This weekend, Ilia Malinin–the “Quad God”—landed five quadruple jumps to help the United States win gold in team figure skating at the Milano-Cortina Olympics. And at home, we were able to watch as fourteen 8k cameras captured his rotations, AI processed the footage into 3D models, and, in real-time, we could learn the airtime, landing speed, and heat maps and graphic overlaps.  

Despite the sophistication offered by these cameras, computer-vision, and AI processing, the judging was still decidedly human, as nine judges watched his performance with their own eyes, as they always have. The International Skating Union (ISU) has been testing high-resolution camera systems that use AI to analyze technical elements in real-time, but it hasn’t empowered the judges yet with that technology. Even so, the case for doing so is quite powerful.

At the 2024 Paris Olympics, U.S. gymnast Jordan Chiles delivered a Beyoncé-inspired floor routine and received a score that put her in fifth place. But her coach, Cecile Landi, realized that the judges had failed to credit a technical element, a tour jeté full that Chiles had executed cleanly, so she lodged an inquiry. The element was then recognized, 0.1 points were added, and Chiles moved onto the podium with a bronze medal.

Then Romania challenged the inquiry itself, arguing Landi had submitted it four seconds past the one-minute deadline. The Court of Arbitration for Sport (“CAS”), an international body that allows athletes to settle disputes through binding arbitration, agreed just a few days later and Chiles had her medal stripped. Chiles then endured months of racist abuse online as she appealed the decision to the Swiss Federal Supreme Court, which found “conclusive” video evidence that the inquiry was timely. The case has just been sent back to the CAS to reconsider its decision. Perhaps it will be resolved before the next Olympics.

None of this had to happen. If AI had been scoring Chiles’ routine, her tour jeté full would have been automatically credited. Rather than a narrow inquiry window and procedural collapse, Chiles would have received her bronze medal and gone home a celebrated Olympic winner. The Judging Support System already used in artistic gymnastics can identify nearly 2,000 elements with roughly 90 percent accuracy. It doesn’t get tired, or anchored by the last routine it watched. For the work of identifying elements, counting rotations, and detecting deductions, AI may simply be better than human judges.
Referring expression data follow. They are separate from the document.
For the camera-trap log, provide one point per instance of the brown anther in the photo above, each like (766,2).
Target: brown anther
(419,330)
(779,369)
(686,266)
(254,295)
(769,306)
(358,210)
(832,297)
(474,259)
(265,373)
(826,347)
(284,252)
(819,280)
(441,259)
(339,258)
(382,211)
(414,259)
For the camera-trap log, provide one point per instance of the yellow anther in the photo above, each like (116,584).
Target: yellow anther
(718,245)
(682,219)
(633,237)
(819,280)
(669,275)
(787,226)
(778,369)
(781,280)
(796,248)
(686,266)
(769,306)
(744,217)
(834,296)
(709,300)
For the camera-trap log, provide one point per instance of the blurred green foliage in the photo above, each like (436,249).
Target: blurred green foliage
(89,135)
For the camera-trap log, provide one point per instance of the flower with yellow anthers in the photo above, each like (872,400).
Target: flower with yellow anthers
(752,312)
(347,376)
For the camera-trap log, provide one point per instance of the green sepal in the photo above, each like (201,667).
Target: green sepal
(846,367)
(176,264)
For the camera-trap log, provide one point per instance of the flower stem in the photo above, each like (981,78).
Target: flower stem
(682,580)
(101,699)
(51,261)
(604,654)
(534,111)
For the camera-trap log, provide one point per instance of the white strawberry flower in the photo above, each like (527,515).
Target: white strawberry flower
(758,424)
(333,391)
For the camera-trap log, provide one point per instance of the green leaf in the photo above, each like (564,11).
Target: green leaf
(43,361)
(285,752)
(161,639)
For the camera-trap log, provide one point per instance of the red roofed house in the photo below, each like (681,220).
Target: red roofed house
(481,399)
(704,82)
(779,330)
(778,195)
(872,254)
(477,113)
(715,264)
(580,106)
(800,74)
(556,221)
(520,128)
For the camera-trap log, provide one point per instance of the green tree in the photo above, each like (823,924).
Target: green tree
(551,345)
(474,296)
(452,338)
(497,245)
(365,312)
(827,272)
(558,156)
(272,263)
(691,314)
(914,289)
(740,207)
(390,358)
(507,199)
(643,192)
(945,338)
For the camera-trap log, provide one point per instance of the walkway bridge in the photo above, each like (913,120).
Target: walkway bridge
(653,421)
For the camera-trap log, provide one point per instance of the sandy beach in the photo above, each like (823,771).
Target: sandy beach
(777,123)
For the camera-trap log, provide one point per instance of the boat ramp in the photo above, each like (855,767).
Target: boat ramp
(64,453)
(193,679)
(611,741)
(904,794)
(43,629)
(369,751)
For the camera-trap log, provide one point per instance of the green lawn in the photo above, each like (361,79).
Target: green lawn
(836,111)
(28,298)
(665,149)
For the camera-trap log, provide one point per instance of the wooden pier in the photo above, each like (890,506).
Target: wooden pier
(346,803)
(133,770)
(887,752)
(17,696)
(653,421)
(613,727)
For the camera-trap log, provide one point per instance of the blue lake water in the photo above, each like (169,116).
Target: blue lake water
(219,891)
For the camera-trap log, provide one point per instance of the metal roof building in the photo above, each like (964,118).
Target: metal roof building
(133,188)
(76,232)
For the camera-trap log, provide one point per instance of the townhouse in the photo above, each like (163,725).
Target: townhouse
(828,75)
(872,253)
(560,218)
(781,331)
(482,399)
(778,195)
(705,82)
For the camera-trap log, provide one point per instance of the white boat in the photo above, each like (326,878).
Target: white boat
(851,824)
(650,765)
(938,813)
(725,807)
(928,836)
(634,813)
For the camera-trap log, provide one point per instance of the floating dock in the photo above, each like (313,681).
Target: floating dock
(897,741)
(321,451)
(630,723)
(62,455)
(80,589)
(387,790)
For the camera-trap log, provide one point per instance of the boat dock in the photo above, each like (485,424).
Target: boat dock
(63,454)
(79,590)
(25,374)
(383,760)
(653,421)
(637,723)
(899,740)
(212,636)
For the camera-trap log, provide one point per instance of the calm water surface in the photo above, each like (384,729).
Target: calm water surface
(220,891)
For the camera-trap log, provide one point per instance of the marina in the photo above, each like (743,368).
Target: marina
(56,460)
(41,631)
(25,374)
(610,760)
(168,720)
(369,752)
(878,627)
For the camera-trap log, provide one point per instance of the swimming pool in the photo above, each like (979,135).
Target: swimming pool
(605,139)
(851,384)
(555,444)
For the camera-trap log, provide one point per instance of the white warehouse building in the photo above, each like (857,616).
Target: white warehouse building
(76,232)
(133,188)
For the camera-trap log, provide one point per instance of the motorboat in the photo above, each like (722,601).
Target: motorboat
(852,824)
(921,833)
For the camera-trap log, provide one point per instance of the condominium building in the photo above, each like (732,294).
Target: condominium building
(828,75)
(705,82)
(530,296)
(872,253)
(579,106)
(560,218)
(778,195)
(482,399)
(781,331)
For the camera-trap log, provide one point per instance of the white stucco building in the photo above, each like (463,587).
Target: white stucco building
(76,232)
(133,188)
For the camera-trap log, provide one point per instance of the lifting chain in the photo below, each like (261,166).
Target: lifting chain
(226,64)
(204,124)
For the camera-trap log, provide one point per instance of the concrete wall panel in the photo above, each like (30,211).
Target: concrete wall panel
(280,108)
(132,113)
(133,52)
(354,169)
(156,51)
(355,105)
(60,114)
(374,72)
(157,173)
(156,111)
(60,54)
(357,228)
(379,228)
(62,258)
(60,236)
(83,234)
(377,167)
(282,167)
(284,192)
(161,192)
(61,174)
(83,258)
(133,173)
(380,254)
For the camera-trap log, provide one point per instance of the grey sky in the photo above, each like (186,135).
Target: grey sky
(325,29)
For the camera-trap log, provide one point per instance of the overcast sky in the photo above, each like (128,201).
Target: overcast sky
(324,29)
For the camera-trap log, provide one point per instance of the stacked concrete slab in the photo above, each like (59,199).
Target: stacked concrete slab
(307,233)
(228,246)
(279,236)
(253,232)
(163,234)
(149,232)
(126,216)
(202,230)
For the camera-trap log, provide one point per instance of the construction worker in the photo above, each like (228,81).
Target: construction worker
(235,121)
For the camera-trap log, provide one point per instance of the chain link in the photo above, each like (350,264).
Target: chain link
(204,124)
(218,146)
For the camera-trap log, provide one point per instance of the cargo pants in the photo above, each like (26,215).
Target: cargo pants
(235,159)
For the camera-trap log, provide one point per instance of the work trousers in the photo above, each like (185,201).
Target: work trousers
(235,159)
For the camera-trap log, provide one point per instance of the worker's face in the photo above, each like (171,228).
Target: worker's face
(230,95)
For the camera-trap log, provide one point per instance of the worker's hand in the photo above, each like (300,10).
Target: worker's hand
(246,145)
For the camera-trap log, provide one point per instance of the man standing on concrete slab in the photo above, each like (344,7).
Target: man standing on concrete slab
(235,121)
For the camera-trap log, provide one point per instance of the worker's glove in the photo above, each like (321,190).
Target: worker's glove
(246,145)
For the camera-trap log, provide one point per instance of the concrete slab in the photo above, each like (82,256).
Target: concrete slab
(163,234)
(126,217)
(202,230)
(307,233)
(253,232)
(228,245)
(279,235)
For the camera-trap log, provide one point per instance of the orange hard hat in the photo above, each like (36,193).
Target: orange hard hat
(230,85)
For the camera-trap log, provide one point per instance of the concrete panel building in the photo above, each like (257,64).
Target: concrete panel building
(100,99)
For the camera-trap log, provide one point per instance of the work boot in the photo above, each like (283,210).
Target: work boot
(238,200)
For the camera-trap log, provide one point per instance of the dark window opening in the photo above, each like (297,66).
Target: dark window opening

So why does handing judgment to AI still make us uneasy?

Because we sense, even if we can’t quite say why, that our idea of “judging” requires something beyond mere pattern recognition. That expertise isn’t just one thing but contains multitudes beyond the technical scoring that we’ve never clearly separated, never had to name, because it was always bundled inside the same word judgment.

But perhaps, and just hear me out, we’ve been conflating two different things and calling the whole package “expertise.” And it’s now time to separate what we do well and what AI may do better. The first aspect of expertise is pattern recognition, where we match what we see against a vast library of prior experience. The second aspect is harder to name. Call it embodied perception, an integration of knowledge that can’t easily be reduced to a checklist. AI is pulling these two things apart, and maybe, just maybe, that isn’t a threat but a chance to be honest about what we value.

The difference between these two kinds of knowledge is older than AI.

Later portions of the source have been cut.